MapReduce编程基础

分享到

MapReduce编程基础

作者：qiang.xu，发布于2012-12-12，来源：博客园

<1>. WordCount示例及MapReduce程序框架

首先通过一个简单的程序来实际运行一个MapReduce程序，然后通过这个程序我们来哦那个结一下MapReduce编程模型。

下载源程序：/Files/xuqiang/WordCount.rar，将该程序打包成wordcount.jar下面的命令,随便写一个文本文件，这里是WordCountMrtrial，并上传到hdfs上，这里的路径是/tmp/WordCountMrtrial，运行下面的命令：

xuqiang@ubuntu:~/hadoop/src/hadoop-0.21.0$ ./bin/hadoop jar wordcount.jar WordCount /tmp/WordCountMrtrial /tmp/result

如果该任务运行完成之后，将在hdfs的/tmp/result目录下生成类似于这样的结果：

gentleman 11

get 12

give 8

go 6

good 9

government 16

运行一个程序的基本上就是这样一个过程，我们来看看具体程序：

main函数中首先生成一个Job对象， Job job = new Job(conf, "word count");然后设置job的MapperClass，ReducerClass，设置输入文件路径FileInputFormat.addInputPath(job, new Path(otherArgs[0]));设置输出文件路径：FileOutputFormat.setOutputPath(job, new Path(otherArgs[1]));等待程序运行完成：System.exit(job.waitForCompletion(true) ? 0 : 1);可以看出main中仅仅是启动了一个job，然后设置该job相关的参数，具体实现MapReduce是mapper类和reducer类。

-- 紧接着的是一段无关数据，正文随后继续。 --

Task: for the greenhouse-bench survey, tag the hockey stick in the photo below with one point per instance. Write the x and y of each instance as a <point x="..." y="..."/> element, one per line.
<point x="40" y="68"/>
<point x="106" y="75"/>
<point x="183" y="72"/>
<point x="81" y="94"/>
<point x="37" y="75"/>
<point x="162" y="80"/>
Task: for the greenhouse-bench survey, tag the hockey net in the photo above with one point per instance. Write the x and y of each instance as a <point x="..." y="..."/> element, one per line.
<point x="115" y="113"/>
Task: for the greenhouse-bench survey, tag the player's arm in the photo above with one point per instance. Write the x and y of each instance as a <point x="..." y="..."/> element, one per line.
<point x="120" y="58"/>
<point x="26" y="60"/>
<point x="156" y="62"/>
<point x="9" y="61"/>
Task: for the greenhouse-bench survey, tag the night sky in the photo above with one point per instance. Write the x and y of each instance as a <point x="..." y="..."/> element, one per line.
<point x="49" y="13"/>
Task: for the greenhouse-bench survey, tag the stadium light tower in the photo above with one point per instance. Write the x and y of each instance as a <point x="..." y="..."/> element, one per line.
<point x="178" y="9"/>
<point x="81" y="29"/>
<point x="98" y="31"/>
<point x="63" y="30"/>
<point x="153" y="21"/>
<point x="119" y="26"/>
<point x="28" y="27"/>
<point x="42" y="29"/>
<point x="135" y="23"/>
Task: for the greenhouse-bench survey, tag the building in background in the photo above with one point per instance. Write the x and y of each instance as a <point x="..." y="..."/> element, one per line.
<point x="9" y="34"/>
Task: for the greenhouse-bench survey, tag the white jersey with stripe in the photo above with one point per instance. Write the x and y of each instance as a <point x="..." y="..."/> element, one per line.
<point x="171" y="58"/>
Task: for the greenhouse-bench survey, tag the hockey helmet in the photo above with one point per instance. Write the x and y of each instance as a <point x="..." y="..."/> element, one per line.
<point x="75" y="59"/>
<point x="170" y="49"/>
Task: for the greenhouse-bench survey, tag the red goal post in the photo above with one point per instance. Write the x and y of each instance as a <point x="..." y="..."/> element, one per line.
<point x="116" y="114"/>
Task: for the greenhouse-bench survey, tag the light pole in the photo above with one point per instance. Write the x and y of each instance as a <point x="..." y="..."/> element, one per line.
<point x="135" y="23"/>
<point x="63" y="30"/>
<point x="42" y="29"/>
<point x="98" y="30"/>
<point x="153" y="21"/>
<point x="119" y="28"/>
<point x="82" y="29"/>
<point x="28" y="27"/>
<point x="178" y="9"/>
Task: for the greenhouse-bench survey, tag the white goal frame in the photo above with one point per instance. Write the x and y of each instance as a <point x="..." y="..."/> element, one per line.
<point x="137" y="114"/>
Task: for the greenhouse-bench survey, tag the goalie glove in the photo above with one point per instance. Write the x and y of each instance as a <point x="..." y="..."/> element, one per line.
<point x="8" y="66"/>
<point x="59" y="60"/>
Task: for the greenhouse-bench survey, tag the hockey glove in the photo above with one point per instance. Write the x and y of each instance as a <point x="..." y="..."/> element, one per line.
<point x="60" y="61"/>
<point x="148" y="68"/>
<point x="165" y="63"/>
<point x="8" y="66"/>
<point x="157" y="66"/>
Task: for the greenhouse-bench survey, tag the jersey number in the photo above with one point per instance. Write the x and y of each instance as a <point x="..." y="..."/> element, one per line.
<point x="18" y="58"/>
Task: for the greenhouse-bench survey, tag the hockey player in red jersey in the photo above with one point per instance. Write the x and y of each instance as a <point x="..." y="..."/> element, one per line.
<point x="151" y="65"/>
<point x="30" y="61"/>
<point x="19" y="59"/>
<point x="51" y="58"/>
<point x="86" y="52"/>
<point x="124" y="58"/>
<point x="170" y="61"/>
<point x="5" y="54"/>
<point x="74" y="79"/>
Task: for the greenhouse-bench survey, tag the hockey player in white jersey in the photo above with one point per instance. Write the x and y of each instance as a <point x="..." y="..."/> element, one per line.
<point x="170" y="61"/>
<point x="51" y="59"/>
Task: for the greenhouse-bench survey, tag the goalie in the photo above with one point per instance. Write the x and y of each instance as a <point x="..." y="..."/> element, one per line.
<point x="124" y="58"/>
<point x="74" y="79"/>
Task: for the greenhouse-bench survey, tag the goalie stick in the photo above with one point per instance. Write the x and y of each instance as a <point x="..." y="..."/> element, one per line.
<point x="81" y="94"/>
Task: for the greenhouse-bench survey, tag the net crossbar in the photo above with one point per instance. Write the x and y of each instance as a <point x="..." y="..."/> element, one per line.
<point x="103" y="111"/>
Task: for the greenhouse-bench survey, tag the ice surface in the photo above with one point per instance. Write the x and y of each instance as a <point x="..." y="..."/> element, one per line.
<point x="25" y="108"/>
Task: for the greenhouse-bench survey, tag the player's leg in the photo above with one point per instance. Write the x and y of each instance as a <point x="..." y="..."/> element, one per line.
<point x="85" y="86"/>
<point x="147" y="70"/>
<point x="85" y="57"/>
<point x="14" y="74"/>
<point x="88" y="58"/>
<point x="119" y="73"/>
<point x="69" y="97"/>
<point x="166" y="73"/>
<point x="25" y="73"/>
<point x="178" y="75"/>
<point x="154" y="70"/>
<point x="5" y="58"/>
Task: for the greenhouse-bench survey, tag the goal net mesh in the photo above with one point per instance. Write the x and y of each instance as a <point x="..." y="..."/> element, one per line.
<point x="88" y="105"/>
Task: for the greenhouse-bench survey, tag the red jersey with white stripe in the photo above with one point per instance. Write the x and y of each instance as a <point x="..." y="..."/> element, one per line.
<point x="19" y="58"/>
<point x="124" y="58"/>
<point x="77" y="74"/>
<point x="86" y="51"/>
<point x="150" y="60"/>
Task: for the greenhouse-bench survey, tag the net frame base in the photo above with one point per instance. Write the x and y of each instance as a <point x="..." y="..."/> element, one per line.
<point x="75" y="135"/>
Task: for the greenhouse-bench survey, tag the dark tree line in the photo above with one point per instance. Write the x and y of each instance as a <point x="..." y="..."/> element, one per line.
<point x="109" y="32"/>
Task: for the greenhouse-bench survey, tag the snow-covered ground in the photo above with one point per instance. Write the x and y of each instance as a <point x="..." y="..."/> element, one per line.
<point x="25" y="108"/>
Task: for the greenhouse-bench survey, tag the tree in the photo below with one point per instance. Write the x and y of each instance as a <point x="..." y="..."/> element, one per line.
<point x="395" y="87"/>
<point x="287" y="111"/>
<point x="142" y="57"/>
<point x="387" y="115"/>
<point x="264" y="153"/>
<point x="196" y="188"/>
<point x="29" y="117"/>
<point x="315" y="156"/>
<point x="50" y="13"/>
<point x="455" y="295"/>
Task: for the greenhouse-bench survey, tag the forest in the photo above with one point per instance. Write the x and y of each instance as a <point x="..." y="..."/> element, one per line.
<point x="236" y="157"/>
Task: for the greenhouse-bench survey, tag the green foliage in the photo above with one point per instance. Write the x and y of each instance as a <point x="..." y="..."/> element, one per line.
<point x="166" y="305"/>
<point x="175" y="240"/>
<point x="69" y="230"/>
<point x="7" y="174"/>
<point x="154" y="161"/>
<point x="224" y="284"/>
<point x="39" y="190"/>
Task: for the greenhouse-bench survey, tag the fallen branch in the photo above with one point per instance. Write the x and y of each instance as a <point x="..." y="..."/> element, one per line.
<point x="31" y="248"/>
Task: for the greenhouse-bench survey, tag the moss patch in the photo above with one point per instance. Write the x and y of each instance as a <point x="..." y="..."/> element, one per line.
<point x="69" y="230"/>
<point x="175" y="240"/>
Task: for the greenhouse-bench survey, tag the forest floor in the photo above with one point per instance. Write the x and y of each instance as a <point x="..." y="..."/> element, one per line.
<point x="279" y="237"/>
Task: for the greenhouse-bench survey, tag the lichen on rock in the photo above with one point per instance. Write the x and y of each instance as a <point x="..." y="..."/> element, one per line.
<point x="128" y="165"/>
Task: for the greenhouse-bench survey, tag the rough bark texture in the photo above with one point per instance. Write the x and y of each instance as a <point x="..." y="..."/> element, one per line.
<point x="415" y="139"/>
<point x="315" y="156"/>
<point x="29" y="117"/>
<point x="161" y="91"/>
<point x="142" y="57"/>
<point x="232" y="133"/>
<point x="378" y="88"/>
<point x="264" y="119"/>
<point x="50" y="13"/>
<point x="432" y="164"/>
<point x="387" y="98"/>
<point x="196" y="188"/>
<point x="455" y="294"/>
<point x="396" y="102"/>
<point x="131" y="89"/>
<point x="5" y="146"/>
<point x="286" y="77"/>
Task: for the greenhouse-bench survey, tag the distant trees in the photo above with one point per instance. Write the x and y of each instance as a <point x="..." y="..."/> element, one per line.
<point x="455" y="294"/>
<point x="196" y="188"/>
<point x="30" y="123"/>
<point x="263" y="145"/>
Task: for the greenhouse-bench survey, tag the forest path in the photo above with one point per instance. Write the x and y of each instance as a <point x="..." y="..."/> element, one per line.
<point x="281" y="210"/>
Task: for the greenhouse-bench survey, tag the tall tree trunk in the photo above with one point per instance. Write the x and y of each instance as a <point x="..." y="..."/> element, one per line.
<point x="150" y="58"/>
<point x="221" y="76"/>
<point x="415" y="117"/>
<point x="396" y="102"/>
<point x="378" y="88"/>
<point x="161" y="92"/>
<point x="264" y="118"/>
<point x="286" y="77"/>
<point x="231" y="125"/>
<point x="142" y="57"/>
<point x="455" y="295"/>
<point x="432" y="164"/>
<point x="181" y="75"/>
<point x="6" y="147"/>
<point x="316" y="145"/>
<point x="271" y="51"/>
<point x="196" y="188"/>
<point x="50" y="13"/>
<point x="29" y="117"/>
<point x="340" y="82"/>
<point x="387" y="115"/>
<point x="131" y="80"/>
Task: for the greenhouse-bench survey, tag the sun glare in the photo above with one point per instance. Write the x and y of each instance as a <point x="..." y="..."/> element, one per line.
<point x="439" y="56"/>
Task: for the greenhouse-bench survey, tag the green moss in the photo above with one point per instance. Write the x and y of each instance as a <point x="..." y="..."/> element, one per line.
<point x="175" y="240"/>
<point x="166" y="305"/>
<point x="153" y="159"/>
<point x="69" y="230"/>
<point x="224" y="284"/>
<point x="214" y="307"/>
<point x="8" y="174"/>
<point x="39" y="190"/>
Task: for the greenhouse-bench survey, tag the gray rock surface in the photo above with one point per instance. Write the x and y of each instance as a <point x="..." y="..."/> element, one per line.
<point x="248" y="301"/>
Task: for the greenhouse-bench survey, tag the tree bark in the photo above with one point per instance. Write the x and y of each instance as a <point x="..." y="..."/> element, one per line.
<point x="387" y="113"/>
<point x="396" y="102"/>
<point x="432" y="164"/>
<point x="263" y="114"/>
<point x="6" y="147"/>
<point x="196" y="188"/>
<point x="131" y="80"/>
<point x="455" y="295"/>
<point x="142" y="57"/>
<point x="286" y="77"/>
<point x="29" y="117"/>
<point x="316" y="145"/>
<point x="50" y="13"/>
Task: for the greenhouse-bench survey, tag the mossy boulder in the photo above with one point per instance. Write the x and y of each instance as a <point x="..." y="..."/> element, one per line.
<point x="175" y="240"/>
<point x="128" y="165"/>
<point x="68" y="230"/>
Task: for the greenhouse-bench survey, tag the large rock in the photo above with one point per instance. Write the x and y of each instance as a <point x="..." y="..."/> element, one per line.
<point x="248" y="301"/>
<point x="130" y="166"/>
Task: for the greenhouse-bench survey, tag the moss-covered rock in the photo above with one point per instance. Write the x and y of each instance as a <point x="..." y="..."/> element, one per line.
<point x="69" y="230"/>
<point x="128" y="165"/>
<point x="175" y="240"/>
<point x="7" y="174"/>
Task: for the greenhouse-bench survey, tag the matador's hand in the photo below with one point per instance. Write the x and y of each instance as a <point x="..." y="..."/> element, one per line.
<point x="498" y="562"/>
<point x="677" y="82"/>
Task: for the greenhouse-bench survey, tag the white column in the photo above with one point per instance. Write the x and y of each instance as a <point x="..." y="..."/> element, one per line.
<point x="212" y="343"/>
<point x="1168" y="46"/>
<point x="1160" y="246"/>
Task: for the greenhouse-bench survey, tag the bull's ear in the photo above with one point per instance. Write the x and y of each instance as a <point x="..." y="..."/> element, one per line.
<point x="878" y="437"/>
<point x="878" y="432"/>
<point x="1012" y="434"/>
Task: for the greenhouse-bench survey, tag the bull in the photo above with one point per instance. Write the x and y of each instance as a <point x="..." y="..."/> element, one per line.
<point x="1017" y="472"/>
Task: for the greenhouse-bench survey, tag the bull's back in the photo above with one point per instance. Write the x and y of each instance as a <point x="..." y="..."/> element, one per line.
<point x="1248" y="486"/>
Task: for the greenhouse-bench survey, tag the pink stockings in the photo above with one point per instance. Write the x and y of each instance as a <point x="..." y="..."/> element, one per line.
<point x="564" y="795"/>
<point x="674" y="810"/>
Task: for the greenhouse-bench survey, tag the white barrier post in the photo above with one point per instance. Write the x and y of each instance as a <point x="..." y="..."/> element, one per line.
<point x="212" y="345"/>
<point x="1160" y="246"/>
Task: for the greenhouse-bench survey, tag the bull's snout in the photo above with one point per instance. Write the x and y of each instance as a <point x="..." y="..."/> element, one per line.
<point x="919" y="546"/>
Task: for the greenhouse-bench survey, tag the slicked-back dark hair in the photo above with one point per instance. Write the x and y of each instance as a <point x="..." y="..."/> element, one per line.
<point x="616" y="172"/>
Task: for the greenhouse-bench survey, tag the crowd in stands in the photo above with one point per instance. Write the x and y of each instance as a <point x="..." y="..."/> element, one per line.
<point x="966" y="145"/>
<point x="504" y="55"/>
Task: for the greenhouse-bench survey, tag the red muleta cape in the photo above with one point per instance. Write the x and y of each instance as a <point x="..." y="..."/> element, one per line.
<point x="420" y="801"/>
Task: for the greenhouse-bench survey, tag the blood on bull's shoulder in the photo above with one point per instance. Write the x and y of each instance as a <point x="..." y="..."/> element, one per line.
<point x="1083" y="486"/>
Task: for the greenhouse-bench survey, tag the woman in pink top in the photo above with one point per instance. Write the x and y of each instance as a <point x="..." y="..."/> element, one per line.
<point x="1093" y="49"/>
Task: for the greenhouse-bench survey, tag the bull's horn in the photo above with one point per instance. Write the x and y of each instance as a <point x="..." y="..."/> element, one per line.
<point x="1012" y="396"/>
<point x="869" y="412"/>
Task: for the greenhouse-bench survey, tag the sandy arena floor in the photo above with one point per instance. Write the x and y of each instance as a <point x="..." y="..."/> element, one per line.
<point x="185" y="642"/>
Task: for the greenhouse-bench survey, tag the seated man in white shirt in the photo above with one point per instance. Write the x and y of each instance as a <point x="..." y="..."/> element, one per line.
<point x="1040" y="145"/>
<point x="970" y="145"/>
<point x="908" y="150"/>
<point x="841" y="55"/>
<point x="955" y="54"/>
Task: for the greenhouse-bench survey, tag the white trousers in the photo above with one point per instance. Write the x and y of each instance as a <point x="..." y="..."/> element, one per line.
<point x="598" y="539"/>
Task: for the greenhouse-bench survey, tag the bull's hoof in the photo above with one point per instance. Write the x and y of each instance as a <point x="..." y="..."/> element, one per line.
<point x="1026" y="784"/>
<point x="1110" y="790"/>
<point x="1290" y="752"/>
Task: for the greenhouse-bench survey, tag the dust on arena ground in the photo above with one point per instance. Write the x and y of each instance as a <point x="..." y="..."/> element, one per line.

TokenizerMapper类中map函数将一行分割成<K2, V2>,然后IntSumReducer的reduce将<K2, list<V2>>转换成最终结果<K3, V3>。

通过这个示例基本上也能总结出简单的MapReduce编程的模型：一个Mapper类，一个Reducer类，一个Driver类。

<2>. MapReduce程序执行流程

这里所描述的执行流程更加注重是从程序的角度去理解，更加全面的流程可参考[这里]。

首先用户指定待处理的文件，在WordCount就是文件WordCountMrtrial，这是hadoop根据设定的InputDataFormat来将输入文件分割成一个record（key/value对），然后将这些record传递给map函数，在WordCount示例中，对应的record就是<line_number行号, line_content该行内容>；

然后map函数根据输入的record，形成<K2, V2>，在WordCount示例中形成<K2, V2>就是<single_word, word_count>，例如<"a", 1>;

如果map过程完成之后，hadoop将这些生成的<K2, V2>按照K2进行分组，形成<K2,list(V2) >,之后传递给reduce函数，在该函数中最终得到程序的输出结果<K3, V3>。

<3>. 深入学习MapReduce编程（1）

3.1 hadoop data types

由于在hadoop需要将key/value对序列化，然后通过网络network发送到集群中的其他机器上，所以说hadoop中的类型需要能够序列化。

具体而言，自定义的类型，如果一个类class实现了Writable interface的话，那么这个可以作为value类型，如果一个class实现了WritableComparable<T> interface的话，那么这个class可以作为value类型或者是key类型。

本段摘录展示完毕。